Par ailleurs, la Bad a reçu mandat de ses actionnaires d’investir plus dans l’agriculture, pour la sécurité alimentaire, la souveraineté pharmaceutique, mais aussi et surtout dans les énergies renouvelables pour fournir de l’électricité aux 600 millions d’Africains qui n’en ont pas encore. Dr Adesina a rappelé qu’en 2022, la Bad a consacré 45 % de ses investissements au climat, dont 75 % de ce montant pour le volet adaptation, non sans défendre l’approche d’une transition énergétique « juste et équitable » pour l’Afrique. À cet effet, en plus de l’exploitation du gaz pour produire de l’énergie bon marché, il lance un message à la communauté internationale pour une valorisation du capital naturel africain pour améliorer le ratio dette/Pib de la plupart des pays africains.
« L’Afrique a besoin d’un nouveau modèle de croissance »
L’économiste en chef de la Banque africaine de développement, le Professeur Kevin Chika Urama, plaide, lui, « pour un nouveau modèle de croissance pour l’Afrique ». D’après ce dernier, l’analyse des données montre qu’il faut au moins un taux de croissance de 7 % sur 40 ans pour espérer sortir du cercle vicieux de la pauvreté. Des précédents historiques (Chine, Taïwan, Singapour) sont là pour le prouver. Si l’Afrique a connu des taux de croissance similaires ces deux dernières décennies, aucun n’a réussi à le faire sur trois ou quatre décennies. Cette fluctuation de la croissance africaine et les incertitudes entourant l’économie mondiale constituent une menace pour l’atteinte des Odd, l’Agenda 2063 et même des « High 5 » (les cinq priorités opérationnelles de la Bad), a estimé Marie-Laure Akin-Olugbade, vice-présidente pour le Développement régional, l’intégration et la prestation de services.

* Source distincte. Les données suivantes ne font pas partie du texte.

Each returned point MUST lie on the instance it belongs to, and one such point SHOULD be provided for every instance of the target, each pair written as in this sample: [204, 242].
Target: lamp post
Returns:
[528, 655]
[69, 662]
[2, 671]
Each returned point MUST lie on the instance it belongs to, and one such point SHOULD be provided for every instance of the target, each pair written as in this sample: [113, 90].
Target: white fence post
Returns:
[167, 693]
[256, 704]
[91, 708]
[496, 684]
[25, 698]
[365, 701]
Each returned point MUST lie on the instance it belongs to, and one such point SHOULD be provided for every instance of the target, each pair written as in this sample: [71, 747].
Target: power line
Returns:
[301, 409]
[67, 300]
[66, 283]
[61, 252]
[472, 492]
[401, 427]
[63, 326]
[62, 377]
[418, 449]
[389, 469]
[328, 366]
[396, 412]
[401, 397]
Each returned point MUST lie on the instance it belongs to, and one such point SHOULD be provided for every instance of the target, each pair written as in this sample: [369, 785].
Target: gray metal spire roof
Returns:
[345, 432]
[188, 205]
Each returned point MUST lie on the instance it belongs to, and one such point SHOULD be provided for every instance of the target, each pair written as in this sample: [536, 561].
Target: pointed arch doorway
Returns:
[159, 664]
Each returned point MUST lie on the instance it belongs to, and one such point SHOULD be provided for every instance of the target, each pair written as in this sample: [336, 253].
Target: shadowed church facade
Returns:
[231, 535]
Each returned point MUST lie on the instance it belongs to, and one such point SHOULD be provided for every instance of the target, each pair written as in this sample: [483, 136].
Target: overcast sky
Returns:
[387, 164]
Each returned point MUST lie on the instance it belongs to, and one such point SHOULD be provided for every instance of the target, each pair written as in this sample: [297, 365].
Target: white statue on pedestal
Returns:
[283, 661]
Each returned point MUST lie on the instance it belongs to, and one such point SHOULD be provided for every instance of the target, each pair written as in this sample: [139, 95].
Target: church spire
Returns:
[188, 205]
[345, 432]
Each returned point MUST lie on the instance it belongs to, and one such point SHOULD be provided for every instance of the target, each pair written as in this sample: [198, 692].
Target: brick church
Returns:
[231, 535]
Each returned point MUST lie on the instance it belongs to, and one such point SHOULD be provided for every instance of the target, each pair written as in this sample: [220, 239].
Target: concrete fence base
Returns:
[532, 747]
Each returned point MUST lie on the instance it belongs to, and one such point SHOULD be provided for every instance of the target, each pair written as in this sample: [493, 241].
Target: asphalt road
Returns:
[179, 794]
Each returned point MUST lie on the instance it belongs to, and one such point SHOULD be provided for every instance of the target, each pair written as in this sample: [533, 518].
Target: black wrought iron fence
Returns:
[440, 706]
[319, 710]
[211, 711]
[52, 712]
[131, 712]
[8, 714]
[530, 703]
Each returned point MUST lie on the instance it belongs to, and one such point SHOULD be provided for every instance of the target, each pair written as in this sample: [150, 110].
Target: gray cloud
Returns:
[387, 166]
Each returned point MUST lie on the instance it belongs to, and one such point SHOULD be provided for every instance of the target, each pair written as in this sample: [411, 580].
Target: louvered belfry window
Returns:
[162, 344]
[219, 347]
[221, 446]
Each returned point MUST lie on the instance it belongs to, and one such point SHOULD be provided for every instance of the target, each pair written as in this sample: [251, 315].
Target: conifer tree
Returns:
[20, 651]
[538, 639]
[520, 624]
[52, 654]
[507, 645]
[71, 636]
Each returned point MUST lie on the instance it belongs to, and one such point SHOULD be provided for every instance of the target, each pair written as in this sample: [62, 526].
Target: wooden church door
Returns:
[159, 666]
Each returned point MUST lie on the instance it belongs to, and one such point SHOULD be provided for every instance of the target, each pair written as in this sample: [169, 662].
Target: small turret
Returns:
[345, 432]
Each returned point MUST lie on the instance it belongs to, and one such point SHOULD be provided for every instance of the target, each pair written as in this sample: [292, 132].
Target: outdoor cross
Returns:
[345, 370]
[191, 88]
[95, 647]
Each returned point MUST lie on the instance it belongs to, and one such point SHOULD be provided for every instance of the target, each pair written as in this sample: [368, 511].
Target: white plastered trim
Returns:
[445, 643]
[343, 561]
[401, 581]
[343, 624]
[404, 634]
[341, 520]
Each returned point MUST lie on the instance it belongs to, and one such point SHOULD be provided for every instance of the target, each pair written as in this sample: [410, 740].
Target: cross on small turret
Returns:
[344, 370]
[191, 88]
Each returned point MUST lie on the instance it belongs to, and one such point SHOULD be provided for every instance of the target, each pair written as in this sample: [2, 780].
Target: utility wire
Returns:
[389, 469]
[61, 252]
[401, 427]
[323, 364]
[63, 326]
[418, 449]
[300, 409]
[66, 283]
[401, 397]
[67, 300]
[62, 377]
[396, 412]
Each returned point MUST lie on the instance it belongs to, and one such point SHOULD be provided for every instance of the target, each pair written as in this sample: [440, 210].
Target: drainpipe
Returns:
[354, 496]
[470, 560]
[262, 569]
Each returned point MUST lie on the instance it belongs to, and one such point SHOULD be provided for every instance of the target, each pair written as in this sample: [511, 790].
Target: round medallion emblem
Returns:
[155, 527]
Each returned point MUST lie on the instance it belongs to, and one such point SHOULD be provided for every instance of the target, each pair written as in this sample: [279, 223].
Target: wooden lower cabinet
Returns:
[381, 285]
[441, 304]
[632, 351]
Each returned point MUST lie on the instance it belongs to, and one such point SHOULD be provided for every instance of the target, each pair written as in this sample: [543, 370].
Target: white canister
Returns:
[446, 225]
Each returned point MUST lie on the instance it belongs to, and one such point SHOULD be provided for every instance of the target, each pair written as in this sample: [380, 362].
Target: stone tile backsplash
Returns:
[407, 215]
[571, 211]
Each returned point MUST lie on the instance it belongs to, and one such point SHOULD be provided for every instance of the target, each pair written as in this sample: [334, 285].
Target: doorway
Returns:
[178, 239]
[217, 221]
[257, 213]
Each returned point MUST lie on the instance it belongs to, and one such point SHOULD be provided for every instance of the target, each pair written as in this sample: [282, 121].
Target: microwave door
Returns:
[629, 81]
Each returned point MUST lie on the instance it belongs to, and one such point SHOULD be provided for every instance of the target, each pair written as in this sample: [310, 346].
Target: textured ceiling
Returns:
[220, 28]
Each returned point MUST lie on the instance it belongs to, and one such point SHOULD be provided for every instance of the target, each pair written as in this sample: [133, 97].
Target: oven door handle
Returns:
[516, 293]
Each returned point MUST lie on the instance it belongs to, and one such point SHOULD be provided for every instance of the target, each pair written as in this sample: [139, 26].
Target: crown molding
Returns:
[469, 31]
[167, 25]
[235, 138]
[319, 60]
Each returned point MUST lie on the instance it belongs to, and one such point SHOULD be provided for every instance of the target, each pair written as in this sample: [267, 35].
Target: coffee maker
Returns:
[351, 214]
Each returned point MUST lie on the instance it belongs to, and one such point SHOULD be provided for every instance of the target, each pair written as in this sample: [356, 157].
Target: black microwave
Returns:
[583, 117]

Cependant, dit-elle, le dividende démographique, la Zlecaf (Zone de libre-échange continentale africaine) et le capital naturel laissent entrevoir un avenir plus radieux pour le continent, à condition de s’attaquer à un certain nombre de défis dont la gouvernance, le changement climatique, etc. Selon Albert Muchanga, Commissaire de l’Union africaine pour le développement, le commerce, le tourisme, l’industrie et les ressources minérales, l’Afrique perd 200 milliards de dollars à cause des incitations fiscales aux investisseurs et 90 milliards de dollars à cause des flux financiers illicites. Parmi les facteurs bloquants, M. Urama a cité la marginalisation du continent dans l’architecture financière mondiale avec une portion congrue dans le commerce mondial. Et contrairement à ce que l’on pourrait penser, les différents chocs ayant frappé l’économie mondiale ne sont pas les causes du retard de l’Afrique. « Ils ne font qu’exacerber des tendances qui étaient là », dit-il. De même, avoir un capital naturel (estimé à 6200 milliards de dollars dans une étude datant de 2018), n’est pas suffisant. « Il faut en faire une richesse économique », a avancé M. Urama.